Three GPT-5.6 Pro models appear in OpenAI benchmark

An OpenAI genomics benchmark paper lists GPT-5.6 Luna Pro, Terra Pro, and Sol Pro, even though those Pro variants have not been announced. The table suggests ChatGPT Pro could move from one top model to a choice between speed, high-volume work, and maximum reasoning power.

WTF Index TERMINATOR
◄ Terminator 1 Idiocracy 0 ►

The story is mainly a routine benchmark leak, with only a mild lean toward more powerful reasoning models.

Three GPT-5.6 Pro models appear in OpenAI benchmark

An OpenAI benchmark paper on genomics has surfaced an unannounced detail about GPT-5.6: the Pro tier may not remain a single premium model. The paper lists three Pro variants, named GPT-5.6 Luna Pro, Terra Pro, and Sol Pro, each marked as "Pro (Extended)" runs.

What the paper shows

OpenAI officially unveiled the GPT-5.6 generation in late June with three standard models. Sol is positioned for the hardest tasks, Terra is aimed at high-volume business workloads, and Luna is meant for faster, cheaper everyday queries.

That public announcement did not include Pro versions. The new detail appears in the results table of an OpenAI paper on a genomics benchmark, where the three Pro names appear for the first time.

The structure is notable because it mirrors the standard GPT-5.6 lineup. Instead of Pro being only the single strongest option, the table points to a Pro version of each role:

  • GPT-5.6 Luna Pro for the fast end of the lineup.
  • Terra Pro for high-volume work.
  • Sol Pro for maximum reasoning performance.

The paper does not say whether these models will actually become selectable in ChatGPT. For now, the names come only from the benchmark table.

Why the results matter

In the benchmark, Sol Pro reaches a pass rate of 31.5 percent. That makes it the strongest of all 60 tested models in the source article’s account.

It also places Sol Pro ahead of standard Sol, which reaches 28.7 percent, and ahead of the best non-GPT score, Claude Opus 4.8 at 16.0 percent. The pass rate measures whether a model can finish a full multi-step analysis without errors and produce the correct final answer.

The comparison is based on the full 129-task suite. When standard models at their highest reasoning setting, "max", are compared with the Pro variants, the benefit is not evenly distributed across the lineup.

Luna Pro gains a full seven points over its standard version. Sol Pro improves by less than three points over standard Sol. Terra Pro reaches 28.5 percent, putting the high-volume Pro variant close to standard Sol at 28.7 percent.

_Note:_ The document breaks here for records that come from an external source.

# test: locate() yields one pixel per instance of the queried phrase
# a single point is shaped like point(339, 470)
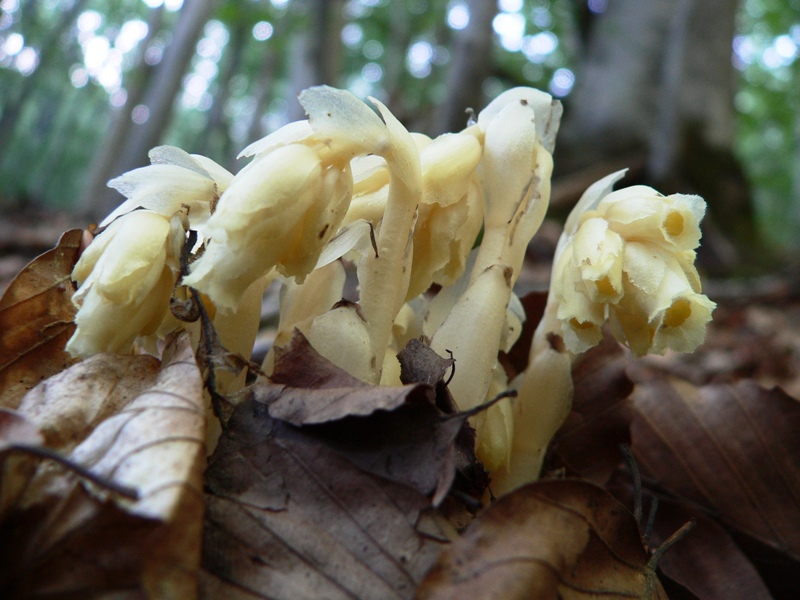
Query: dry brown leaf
point(68, 406)
point(557, 538)
point(287, 517)
point(36, 316)
point(731, 449)
point(707, 562)
point(395, 432)
point(69, 538)
point(587, 445)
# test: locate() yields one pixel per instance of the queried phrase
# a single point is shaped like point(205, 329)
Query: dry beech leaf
point(69, 538)
point(68, 406)
point(16, 468)
point(395, 432)
point(587, 445)
point(730, 449)
point(287, 517)
point(707, 562)
point(36, 316)
point(16, 429)
point(550, 539)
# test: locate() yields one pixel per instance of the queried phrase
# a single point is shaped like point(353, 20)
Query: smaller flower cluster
point(627, 257)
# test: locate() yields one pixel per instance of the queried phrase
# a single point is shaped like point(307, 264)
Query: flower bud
point(126, 282)
point(627, 257)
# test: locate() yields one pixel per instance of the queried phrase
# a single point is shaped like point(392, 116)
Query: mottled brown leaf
point(287, 517)
point(17, 429)
point(420, 364)
point(707, 562)
point(16, 468)
point(550, 539)
point(69, 538)
point(68, 406)
point(36, 316)
point(395, 432)
point(730, 449)
point(587, 445)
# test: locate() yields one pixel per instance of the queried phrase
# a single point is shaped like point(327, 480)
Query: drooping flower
point(627, 256)
point(175, 181)
point(126, 278)
point(281, 209)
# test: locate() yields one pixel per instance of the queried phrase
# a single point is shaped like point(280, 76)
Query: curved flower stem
point(384, 278)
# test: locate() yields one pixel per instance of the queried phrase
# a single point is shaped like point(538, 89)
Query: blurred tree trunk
point(394, 58)
point(471, 65)
point(655, 92)
point(315, 50)
point(263, 87)
point(215, 141)
point(159, 99)
point(19, 95)
point(104, 161)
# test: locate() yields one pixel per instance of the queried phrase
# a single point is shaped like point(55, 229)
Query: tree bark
point(17, 101)
point(104, 161)
point(656, 88)
point(215, 141)
point(315, 51)
point(471, 65)
point(159, 99)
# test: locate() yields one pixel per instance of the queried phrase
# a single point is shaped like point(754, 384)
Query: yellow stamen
point(677, 313)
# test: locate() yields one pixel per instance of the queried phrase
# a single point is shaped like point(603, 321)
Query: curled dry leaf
point(36, 317)
point(730, 449)
point(395, 432)
point(566, 539)
point(66, 537)
point(68, 406)
point(707, 562)
point(17, 468)
point(587, 445)
point(287, 517)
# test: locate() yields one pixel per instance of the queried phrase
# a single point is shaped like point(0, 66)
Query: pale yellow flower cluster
point(627, 257)
point(127, 274)
point(351, 188)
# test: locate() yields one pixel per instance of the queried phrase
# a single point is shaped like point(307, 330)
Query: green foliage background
point(47, 155)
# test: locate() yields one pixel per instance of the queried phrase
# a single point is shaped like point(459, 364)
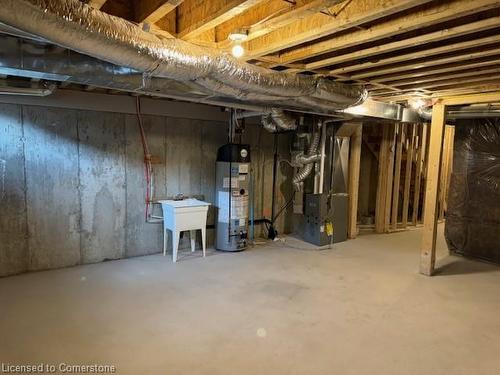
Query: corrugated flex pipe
point(79, 27)
point(305, 171)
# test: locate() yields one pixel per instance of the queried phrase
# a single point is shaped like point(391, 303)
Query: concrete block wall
point(72, 187)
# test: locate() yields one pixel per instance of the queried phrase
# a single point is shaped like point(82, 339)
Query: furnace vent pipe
point(77, 26)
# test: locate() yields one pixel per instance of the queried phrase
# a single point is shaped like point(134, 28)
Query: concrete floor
point(360, 308)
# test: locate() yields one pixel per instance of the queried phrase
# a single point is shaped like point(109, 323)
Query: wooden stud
point(408, 170)
point(383, 161)
point(429, 231)
point(390, 178)
point(354, 166)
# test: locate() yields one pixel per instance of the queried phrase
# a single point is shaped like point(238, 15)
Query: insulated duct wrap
point(473, 209)
point(74, 25)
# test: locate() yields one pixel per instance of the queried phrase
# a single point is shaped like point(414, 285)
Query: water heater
point(231, 196)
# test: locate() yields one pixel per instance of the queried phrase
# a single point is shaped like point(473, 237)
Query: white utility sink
point(182, 215)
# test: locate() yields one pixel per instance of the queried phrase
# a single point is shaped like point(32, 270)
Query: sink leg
point(165, 240)
point(192, 236)
point(175, 244)
point(203, 239)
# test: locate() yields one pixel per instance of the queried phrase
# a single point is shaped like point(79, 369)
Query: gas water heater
point(231, 196)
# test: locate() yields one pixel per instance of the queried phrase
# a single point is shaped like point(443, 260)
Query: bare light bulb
point(237, 50)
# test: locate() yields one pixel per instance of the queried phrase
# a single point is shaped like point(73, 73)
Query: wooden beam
point(151, 11)
point(408, 170)
point(432, 14)
point(443, 173)
point(438, 36)
point(451, 142)
point(323, 24)
point(421, 151)
point(97, 4)
point(354, 166)
point(397, 175)
point(423, 54)
point(429, 231)
point(195, 17)
point(383, 172)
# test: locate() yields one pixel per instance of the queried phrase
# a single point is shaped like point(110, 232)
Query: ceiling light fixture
point(238, 50)
point(238, 35)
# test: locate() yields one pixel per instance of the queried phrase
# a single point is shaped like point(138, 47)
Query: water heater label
point(234, 182)
point(243, 168)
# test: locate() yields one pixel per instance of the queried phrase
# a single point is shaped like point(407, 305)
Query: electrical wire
point(283, 208)
point(148, 170)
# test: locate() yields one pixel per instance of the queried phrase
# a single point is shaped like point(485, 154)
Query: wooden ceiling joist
point(494, 53)
point(437, 52)
point(442, 70)
point(97, 4)
point(437, 13)
point(151, 11)
point(403, 84)
point(420, 40)
point(270, 16)
point(320, 25)
point(194, 17)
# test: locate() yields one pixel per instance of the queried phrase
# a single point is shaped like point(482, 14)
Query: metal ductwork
point(197, 70)
point(311, 157)
point(277, 120)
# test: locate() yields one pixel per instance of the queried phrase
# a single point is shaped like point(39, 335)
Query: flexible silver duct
point(425, 112)
point(76, 26)
point(268, 124)
point(303, 159)
point(307, 168)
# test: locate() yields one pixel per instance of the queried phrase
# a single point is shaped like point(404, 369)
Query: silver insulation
point(305, 171)
point(74, 25)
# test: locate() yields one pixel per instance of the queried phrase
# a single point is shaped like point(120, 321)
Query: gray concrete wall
point(72, 188)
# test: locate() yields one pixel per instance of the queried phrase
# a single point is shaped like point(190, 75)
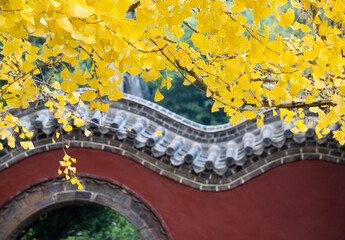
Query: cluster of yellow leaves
point(240, 64)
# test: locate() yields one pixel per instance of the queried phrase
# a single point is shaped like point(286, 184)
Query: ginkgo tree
point(239, 63)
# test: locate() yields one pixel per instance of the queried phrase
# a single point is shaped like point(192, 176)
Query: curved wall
point(299, 200)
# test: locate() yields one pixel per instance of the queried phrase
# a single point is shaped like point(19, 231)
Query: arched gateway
point(190, 182)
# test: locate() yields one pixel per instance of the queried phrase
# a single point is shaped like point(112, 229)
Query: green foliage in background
point(188, 102)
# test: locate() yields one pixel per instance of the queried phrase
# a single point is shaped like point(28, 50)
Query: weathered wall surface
point(299, 200)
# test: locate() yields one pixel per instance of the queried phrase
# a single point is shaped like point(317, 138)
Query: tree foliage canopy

That pattern suggests extra compute may help the lower tiers more than the already strongest standard model. It also makes Terra Pro especially interesting because it nearly matches the best standard flagship while staying aligned with the high-volume part of the GPT-5.6 lineup.

A possible shift for ChatGPT Pro

Until now, ChatGPT Pro has been described as one tier above everything else, with one top model rather than several parallel options. The benchmark table suggests a different direction: Pro could become a family of models instead of a single premium endpoint.

If that structure appears in ChatGPT, Pro users may be able to choose based on the task rather than always using the same top model. A user might want speed for routine queries, throughput for large business workloads, or maximum reasoning power for the hardest analyses.

That would be a significant change in how the Pro offering is organized. It would also make the naming of the Pro tier more closely match the rest of GPT-5.6, where Luna, Terra, and Sol already signal different tradeoffs.

Still, the paper stops short of confirming a product launch. The presence of model names in a benchmark table is evidence that these variants exist in the test context, but it is not the same as an announcement that they will ship in ChatGPT.

What remains unknown

The biggest missing detail is token usage for the Pro runs. For the standard GPT models, the paper reports average token usage as a rough proxy for compute cost. Sol at its highest setting uses about 33,200 tokens.

For the Pro rows, that comparable figure is absent. The authors say no comparable token accounting was available. The source article also notes the possibility that OpenAI does not want to share those figures.

That omission matters because Pro performance gains are difficult to interpret without knowing the compute involved. A higher pass rate is meaningful, but cost and token use help explain how expensive that improvement may be to deliver.

For now, the key takeaway is narrow but important: an OpenAI genomics benchmark lists GPT-5.6 Luna Pro, Terra Pro, and Sol Pro before any public Pro lineup announcement. The results point to a possible future where ChatGPT Pro is not one model, but a set of choices shaped around speed, scale, and reasoning depth.